Linux, politics, and other interesting things
Last time I tried using a Debian 64bit Xen kernel for Dom0 I was unable to get it to work correctly, it continually gave kernel panics when doing any serious disk IO. I’ve just tried to reproduce that problem on a test machine with a single SATA disk and it seems to be working correctly so I guess that it might be related to using software RAID and LVM (LVM is really needed for Xen and RAID is necessary for every serious server IMHO).
To solve this I am now experimenting with using a CentOS kernel on Debian systems.
There are some differences between the kernels that are relevant, the most significant one is the choice of which modules are linked in to the kernel and which ones have to be loaded with modprobe. The Debian choice is to have the drivers blktap blkbk and netbk linked in while the Red Hat / CentOS choice was to have them as modules. Therefore the Debian Xen utilities don’t try and load those modules and therefore when you use the CentOS kernel without them loaded Xen simply doesn’t work.
Error: Device 0 (vif) could not be connected.
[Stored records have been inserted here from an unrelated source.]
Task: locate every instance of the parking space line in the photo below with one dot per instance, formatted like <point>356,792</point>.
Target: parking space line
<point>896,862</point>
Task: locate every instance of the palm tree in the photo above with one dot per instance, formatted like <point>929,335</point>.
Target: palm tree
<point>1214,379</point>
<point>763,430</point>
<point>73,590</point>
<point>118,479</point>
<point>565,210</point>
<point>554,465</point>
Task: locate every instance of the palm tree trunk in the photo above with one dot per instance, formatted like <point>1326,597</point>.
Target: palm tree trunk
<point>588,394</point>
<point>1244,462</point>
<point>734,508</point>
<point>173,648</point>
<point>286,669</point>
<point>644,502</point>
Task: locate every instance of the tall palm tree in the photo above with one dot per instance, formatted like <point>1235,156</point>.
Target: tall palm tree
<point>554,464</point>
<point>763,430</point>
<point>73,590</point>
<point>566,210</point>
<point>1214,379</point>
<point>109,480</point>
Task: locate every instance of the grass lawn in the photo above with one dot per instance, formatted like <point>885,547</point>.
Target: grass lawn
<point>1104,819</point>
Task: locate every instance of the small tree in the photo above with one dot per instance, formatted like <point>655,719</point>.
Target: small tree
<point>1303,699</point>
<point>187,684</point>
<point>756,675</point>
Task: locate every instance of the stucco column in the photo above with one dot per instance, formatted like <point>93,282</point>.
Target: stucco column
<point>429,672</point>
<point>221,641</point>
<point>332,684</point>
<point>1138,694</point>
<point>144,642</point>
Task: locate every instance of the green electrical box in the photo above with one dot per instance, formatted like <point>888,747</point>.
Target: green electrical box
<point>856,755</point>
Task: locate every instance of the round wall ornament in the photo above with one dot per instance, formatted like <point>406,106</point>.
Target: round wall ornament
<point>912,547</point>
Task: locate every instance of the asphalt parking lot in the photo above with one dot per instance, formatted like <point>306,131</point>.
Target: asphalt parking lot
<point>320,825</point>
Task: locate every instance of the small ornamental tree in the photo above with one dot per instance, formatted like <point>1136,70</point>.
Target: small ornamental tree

Hotplug scripts not working.
You will get the above error (after a significant delay) from the command “xm create -c name” if you try and start a DomU that has networking when the driver netbk is not loaded.
XENBUS: Timeout connecting to device: device/vbd/768 (state 3)
You will get the above error (or something similar with a different device number) for every block device from the kernel of the DomU if using one of the Debian 2.6.18 kernels, if using a 2.6.26 kernel then you get “XENBUS: Waiting for devices to initialise“.
Also one issue to note is that when you use a file: block device (IE a regular file) then Xen will use a loopback device (internally it seems to only like block devices). If you are having this problem and you destroy the DomU (or have it abort after trying for 300 seconds) then it will leave the loopback device enabled (it seems that the code for freeing resources in the error path is buggy). I have filed Debian bug report #503044  requesting that the Xen packages change the kernel configuration to allow more loopback devices and Debian bug report #503046  requesting that the resources be freed correctly.
Finally the following messages appear in /var/log/daemon.log if you don’t have the driver blktap installed:
BLKTAPCTRL: couldn’t find device number for ‘blktap0’
BLKTAPCTRL: Unable to start blktapctrl
It doesn’t seem to cause a problem (in my tests I can’t find something I want to do with Xen that required blktap), but I have loaded the driver – even removing error messages is enough of a benefit.
Another issue is that the CentOS kernel packages include a copy of the Xen kernel, so you have a Linux kernel matching the Xen kernel. So of course it is tempting to try and run that CentOS Xen kernel on a Debian system. Unfortunately the Xen utilities in Debian/Lenny don’t match the Xen kernel used for CentOS 5 and you get messages such as the following in /var/log/xen/xend-debug.log:
sysctl operation failed — need to rebuild the user-space tool set?
Exception starting xend: (13, ‘Permission denied’)
Update: Added a reference to another Debian bug report.